# Note: In this file, I want to simulate a situation where one DataNode is unavailable for unknown reasons.So, remember to manually kill one of the DataNode containers with a **docker kill** command!

## Besides, if it still contains 2 live datanodes. Please wait a moment. It takes time to find one of the datanodes is off. 

In [1]:
import requests
import pyarrow as pa
import pyarrow.fs
import io
import re

In [2]:
# Q8: how many live DataNodes are in the cluster?
!hdfs dfsadmin -fs hdfs://boss:9000 -report

Configured Capacity: 51642105856 (48.10 GB)
Present Capacity: 13594352735 (12.66 GB)
DFS Remaining: 12504010752 (11.65 GB)
DFS Used: 1090341983 (1.02 GB)
DFS Used%: 8.02%
Replicated Blocks:
	Under replicated blocks: 0
	Blocks with corrupt replicas: 0
	Missing blocks: 0
	Missing blocks (with replication factor 1): 0
	Low redundancy blocks with highest priority to recover: 0
	Pending deletion blocks: 0
Erasure Coded Block Groups: 
	Low redundancy block groups: 0
	Block groups with corrupt internal blocks: 0
	Missing block groups: 0
	Low redundancy blocks with highest priority to recover: 0
	Pending deletion blocks: 0

-------------------------------------------------
Live datanodes (1):

Name: 172.19.0.5:9866 (project_hdfs-dn-1.project_hdfs_default)
Hostname: dcf2a6d93ee2
Decommission Status : Normal
Configured Capacity: 25821052928 (24.05 GB)
DFS Used: 568368848 (542.04 MB)
Non DFS Used: 18983915824 (17.68 GB)
DFS Remaining: 6251991040 (5.82 GB)
DFS Used%: 2.20%
DFS Remaining%: 24.21%
C

In [3]:
# Q9: how are the blocks of single.csv distributed across the DataNode containers?

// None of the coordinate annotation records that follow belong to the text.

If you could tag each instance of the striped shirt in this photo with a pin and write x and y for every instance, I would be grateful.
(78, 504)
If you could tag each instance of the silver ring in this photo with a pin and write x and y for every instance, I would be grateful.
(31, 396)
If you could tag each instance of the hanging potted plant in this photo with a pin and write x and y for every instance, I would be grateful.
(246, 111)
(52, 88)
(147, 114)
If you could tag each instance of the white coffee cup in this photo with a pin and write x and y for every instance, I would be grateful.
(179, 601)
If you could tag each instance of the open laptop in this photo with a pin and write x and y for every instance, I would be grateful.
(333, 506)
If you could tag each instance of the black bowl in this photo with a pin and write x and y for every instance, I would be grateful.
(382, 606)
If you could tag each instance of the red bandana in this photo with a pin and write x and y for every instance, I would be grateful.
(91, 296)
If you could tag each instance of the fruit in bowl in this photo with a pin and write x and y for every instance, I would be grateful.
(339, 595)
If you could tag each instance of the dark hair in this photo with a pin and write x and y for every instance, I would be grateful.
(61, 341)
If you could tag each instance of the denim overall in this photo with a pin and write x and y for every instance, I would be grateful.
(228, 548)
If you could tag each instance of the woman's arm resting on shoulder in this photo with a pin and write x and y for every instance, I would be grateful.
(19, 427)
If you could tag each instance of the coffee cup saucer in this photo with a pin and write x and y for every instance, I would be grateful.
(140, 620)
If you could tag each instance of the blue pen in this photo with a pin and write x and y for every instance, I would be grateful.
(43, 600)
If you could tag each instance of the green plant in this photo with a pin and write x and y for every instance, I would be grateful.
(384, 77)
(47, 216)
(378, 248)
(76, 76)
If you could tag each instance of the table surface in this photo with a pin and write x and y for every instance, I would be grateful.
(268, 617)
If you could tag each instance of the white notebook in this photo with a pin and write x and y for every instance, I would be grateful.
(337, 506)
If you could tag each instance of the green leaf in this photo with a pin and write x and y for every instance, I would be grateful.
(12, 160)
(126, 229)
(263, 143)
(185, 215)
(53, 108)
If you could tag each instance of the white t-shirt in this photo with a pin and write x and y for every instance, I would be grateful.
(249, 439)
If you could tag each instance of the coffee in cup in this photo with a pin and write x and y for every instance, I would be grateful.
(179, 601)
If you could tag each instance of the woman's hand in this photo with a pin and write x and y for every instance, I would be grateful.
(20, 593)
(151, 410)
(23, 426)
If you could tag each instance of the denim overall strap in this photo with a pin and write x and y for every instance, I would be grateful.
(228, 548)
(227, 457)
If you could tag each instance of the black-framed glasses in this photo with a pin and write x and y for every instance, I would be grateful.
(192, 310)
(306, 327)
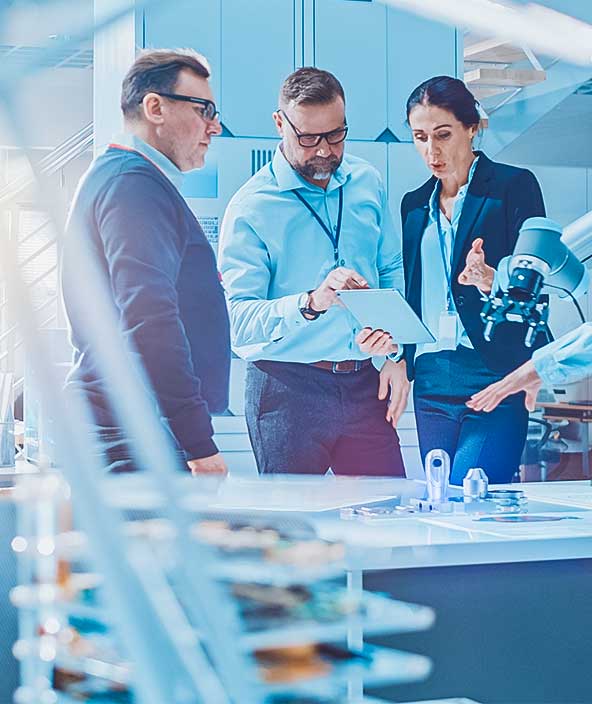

# The request fetches BlockLocations metadata from the HDFS Web API
r= requests.get("http://boss:9870/webhdfs/v1/single.csv?op=GETFILEBLOCKLOCATIONS")
info = r.json()["BlockLocations"]["BlockLocation"]
answer = {}
for dict in info:
    if len(dict["hosts"]) != 0:
        host = dict["hosts"][0]
        if host in answer:
            answer[host] +=1
        else:
            answer[host] = 1
    else:
        if 'lost' in answer:
            answer['lost']+= 1
        else:
            answer['lost'] = 1

answer

{'1427c7fc7f7b': 150, 'dcf2a6d93ee2': 194}

##### Lost Blocks: 172 blocks of single.csv are no longer accessible, as their DataNode is no longer available.
##### Remaining Blocks: The surviving DataNode (829a0ef3e8fa) still holds 172 blocks.

In [4]:
hdfs = pa.fs.HadoopFileSystem("boss", 9000)

2024-12-25 04:22:53,950 WARN util.NativeCodeLoader: Unable to load native-hadoop library for your platform... using builtin-java classes where applicable


In [None]:
# Q10: how many times does the text "Single Family" appear in the remaining blocks of single.csv?
r= requests.get("http://boss:9870/webhdfs/v1/single.csv?op=GETFILEBLOCKLOCATIONS")
info = r.json()["BlockLocations"]["BlockLocation"]
for dict in info:
    # Checks if the block is accessible by verifying whether the hosts list is non-empty.
    # Blocks with an empty hosts list are considered lost or inaccessible.
    if len(dict["hosts"]) != 0:
        offset = dict['offset']
        count = 0
        blksize = dict["length"]
        with hdfs.open_input_file(f"hdfs://boss:9000/single.csv") as f:
            # Reads the content of the current block from the file based on its size (blksize) and starting point (offset).
            blk=f.read_at(blksize, offset)
            pattern = "Single Family"
            count+=str(blk).count(pattern)

count

##### The result indicates that despite some blocks being inaccessible, the surviving blocks still contained significant data.